Pero con el paso del tiempo me apareció una pregunta…
¿Y si el problema no fuera solo de quienes tenemos TDAH?
Como consultor en liderazgo paso gran parte de mi tiempo observando organizaciones desde dentro. Converso con líderes, acompaño equipos y participo en reuniones donde se habla de productividad, eficiencia y resultados. Sin embargo, cada vez veo el mismo fenómeno: personas agotadas, saltando de una urgencia a otra, con agendas completamente tomadas y con la sensación permanente de que el día nunca alcanza.
Notificaciones constantes, correos, WhatsApp, reuniones que interrumpen otras reuniones, solicitudes de último minuto. Nos acostumbramos tanto a vivir interrumpidos que terminamos creyendo que esa era la forma normal de trabajar.
Quizás por eso me hizo tanto sentido descubrir una corriente de pensamiento conocida como minimalismo profesional. Más que una metodología, es una filosofía profundamente contracultural: el valor de un profesional no se mide por la cantidad de cosas que hace, sino por su capacidad de distinguir qué merece realmente su atención.
La evidencia científica parece apuntar en la misma dirección. El psicólogo y premio Nobel Daniel Kahneman, autor de Ruido, mostró que nuestra atención y nuestra capacidad para tomar decisiones son recursos limitados. Cada interrupción tiene un costo. Cada cambio de contexto consume energía mental. Pensar no es gratis.
No es extraño, entonces, que muchos de nosotros, terminemos el día exhaustos sin sentir que avanzamos en lo verdaderamente importante.
Y aquí es donde creo que el liderazgo tiene una enorme responsabilidad.
Durante años entendimos liderar como exigir más velocidad, más reuniones, más seguimiento, más indicadores y más control. Hoy creo que el liderazgo más valioso será exactamente el contrario, el que elimina antes de agregar, el que simplifica antes de complejizar y el que protege la atención del equipo como un recurso estratégico.
Porque la atención no solo determina cuánto producimos. Determina cómo pensamos, cómo decidimos, cómo aprendemos y hasta cómo nos relacionamos con los demás.
Mi diagnóstico de TDAH me enseñó que la atención es un bien finito y que administrarla requiere intención.

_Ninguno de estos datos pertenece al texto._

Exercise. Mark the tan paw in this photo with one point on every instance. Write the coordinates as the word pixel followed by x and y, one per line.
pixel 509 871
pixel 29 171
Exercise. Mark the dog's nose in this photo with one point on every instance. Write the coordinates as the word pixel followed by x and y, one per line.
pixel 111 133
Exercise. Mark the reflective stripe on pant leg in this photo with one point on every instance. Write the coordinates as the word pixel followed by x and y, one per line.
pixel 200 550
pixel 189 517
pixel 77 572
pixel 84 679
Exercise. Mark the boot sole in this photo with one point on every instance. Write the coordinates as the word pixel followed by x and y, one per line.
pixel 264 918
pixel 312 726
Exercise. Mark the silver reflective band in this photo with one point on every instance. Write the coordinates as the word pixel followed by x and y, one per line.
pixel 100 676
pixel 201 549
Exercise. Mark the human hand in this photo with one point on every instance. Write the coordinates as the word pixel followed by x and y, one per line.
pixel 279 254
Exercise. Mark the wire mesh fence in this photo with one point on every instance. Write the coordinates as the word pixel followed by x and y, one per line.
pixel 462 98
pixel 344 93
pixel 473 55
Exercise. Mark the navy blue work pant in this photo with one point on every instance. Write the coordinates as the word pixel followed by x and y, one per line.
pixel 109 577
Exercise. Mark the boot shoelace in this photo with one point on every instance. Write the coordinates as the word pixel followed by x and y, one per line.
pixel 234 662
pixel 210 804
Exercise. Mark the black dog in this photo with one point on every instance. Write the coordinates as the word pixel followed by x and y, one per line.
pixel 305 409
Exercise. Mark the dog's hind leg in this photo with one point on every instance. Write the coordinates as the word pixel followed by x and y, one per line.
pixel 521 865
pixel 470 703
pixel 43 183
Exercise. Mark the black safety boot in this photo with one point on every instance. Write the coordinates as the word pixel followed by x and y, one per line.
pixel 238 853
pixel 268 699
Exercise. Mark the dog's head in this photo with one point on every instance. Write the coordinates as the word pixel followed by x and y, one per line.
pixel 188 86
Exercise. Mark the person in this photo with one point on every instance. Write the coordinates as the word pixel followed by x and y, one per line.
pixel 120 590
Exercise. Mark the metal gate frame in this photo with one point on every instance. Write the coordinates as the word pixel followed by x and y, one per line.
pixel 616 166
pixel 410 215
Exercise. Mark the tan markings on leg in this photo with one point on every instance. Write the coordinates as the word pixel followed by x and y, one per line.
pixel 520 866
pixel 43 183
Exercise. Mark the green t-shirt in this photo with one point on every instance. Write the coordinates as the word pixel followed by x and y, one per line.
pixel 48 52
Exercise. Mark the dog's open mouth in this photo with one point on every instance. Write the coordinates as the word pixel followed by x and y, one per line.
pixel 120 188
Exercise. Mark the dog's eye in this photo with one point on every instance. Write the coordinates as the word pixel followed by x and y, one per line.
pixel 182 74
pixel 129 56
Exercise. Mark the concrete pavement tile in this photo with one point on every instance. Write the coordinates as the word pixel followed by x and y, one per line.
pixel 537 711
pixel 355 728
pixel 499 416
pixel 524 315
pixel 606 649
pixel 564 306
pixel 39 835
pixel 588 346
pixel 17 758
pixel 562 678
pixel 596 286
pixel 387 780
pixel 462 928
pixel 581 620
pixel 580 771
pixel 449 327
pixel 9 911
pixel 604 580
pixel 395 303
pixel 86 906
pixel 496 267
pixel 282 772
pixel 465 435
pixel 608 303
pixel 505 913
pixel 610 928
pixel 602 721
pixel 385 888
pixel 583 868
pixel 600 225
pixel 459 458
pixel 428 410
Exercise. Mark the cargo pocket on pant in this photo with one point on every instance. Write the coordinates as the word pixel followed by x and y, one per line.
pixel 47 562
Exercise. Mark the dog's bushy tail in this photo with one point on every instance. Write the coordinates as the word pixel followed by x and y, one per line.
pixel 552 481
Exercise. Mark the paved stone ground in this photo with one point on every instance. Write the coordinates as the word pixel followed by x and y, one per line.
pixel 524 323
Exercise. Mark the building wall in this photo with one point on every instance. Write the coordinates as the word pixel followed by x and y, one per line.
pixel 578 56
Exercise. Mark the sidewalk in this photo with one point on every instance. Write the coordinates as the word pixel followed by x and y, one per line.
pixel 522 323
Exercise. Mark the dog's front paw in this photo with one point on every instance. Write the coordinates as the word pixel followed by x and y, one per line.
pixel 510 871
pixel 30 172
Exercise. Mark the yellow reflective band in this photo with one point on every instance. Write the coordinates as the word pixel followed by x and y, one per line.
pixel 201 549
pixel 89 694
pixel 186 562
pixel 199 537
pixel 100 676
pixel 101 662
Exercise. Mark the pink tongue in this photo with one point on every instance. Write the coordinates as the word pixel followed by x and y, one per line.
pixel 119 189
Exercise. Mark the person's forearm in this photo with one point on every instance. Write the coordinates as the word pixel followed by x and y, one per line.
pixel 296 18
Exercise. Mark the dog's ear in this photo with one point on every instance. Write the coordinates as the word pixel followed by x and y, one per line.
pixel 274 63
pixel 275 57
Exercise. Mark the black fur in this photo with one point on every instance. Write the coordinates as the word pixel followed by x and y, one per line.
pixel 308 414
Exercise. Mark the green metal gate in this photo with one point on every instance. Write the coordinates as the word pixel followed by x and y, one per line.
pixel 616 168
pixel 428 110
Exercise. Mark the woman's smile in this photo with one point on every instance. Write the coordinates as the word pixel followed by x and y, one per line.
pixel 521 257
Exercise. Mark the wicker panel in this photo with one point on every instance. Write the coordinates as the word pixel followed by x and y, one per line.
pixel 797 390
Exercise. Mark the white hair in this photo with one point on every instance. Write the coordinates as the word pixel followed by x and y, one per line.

Curiosamente, esa misma lección parece ser una necesidad urgente para organizaciones completas.
Quizás el desafío de esta década no sea aprender nuevas formas de trabajar. Quizás sea desaprender muchas de las que hemos normalizado.
Y quizás el verdadero TDAH del mundo laboral ya no describa únicamente un diagnóstico clínico. Tal vez describa una cultura que hemos construido entre todos: Trabajo Demasiado Hiperconectado.
Tal vez el liderazgo del futuro no se reconozca por la cantidad de tareas que logra mover en un día, sino por algo mucho más escaso: la capacidad de crear espacios donde las personas puedan volver a concentrarse, pensar con profundidad y hacer aquello que realmente importa.
Porque, al final, una organización no cambia cuando acelera.
Cambia cuando recupera su capacidad de prestar atención.